For a long time I was utterly useless at bike maintenance, even repairing punctures seemed like a right old faff. I either put up with non-optimal performance or took my bike into the shop if it was anything more serious.
I only started properly wrenching on my bikes five years ago, when I was given my father-in-law's lovely 1960s Cinelli, and had to rely exclusively on my bike for transport for a little while.
Working on the bikes I relied on to get to work was too stressful at first, so I bought a couple of old junkers to strip down and rebuild, generally do up and learn my way around a bike. I put up a build thread on here, asked loads of questions, and learnt a lot. I still have and love the 1950s Raleigh Sport, which is now the first of many bikes I've restored.
https://www.cyclechat.net/threads/1940s-raleigh-rescue-should-i-or-shouldnt-i.168167/
After that I discovered mountain biking and went through a similar process on a late 90s MTB - again I learnt a lot as bike tech obviously changed quite a lot from the 1940s to 1997.

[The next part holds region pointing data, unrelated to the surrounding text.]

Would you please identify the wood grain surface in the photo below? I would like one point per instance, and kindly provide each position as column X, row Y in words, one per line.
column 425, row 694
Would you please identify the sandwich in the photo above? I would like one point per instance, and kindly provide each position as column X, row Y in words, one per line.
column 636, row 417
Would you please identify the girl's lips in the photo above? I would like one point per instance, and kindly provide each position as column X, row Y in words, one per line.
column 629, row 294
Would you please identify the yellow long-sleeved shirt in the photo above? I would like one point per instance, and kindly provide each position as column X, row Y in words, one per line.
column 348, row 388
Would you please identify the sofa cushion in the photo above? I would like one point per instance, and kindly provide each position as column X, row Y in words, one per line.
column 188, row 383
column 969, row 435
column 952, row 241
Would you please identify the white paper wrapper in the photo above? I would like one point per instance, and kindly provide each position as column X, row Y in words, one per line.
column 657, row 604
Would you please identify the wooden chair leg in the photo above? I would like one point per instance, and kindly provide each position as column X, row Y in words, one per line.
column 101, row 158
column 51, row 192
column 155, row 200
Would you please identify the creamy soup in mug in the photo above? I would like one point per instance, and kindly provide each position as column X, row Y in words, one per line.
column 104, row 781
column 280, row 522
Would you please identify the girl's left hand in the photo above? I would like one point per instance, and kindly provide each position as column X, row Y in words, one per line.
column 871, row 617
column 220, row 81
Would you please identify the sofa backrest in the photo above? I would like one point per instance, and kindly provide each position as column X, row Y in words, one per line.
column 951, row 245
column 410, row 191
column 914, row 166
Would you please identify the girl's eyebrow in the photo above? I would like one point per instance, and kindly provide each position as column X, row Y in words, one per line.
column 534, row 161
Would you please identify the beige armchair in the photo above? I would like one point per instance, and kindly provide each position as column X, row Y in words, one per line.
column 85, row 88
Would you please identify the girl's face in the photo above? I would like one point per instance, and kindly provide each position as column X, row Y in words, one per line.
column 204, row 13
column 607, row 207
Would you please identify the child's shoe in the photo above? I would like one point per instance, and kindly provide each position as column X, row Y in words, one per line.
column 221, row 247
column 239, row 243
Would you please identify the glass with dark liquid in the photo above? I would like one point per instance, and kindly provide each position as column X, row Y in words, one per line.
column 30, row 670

Those builds were all pretty painfully slow and riddled with mistakes that I subsequently had to fix, but by the end of it I'd got to grips with basis on which all the various parts of a bike function, picked up a degree of mechanical sympathy, and learnt what bodges were appropriate where necessary. This was enough for me to do all my own work on my (and a lot of my friends!) bikes.
Since I've never owned a carbon bike I'd still be very wary of working on this, as I don't have a feel for what torques are appropriate where. Never worked on hollowtech BBs or cartridge bearing hubs yet either, but I'm sure I could puzzle these out if I needed to.
I didn't realise how addictive rebuilding bikes can be though... since then I've done up two or three each year, from BMXs to full sus MTBs to vintage racers. I'm even gradually managing to turn a small profit rather than a small loss in the process!
For me, wrenching on bikes is now a second complementary hobby to riding them.
I've not yet built a wheel from scratch (though I've trued up some thoroughly knackered ones that had been in crashes). I'd like to have a go at a fancy snowflake lacing pattern one day.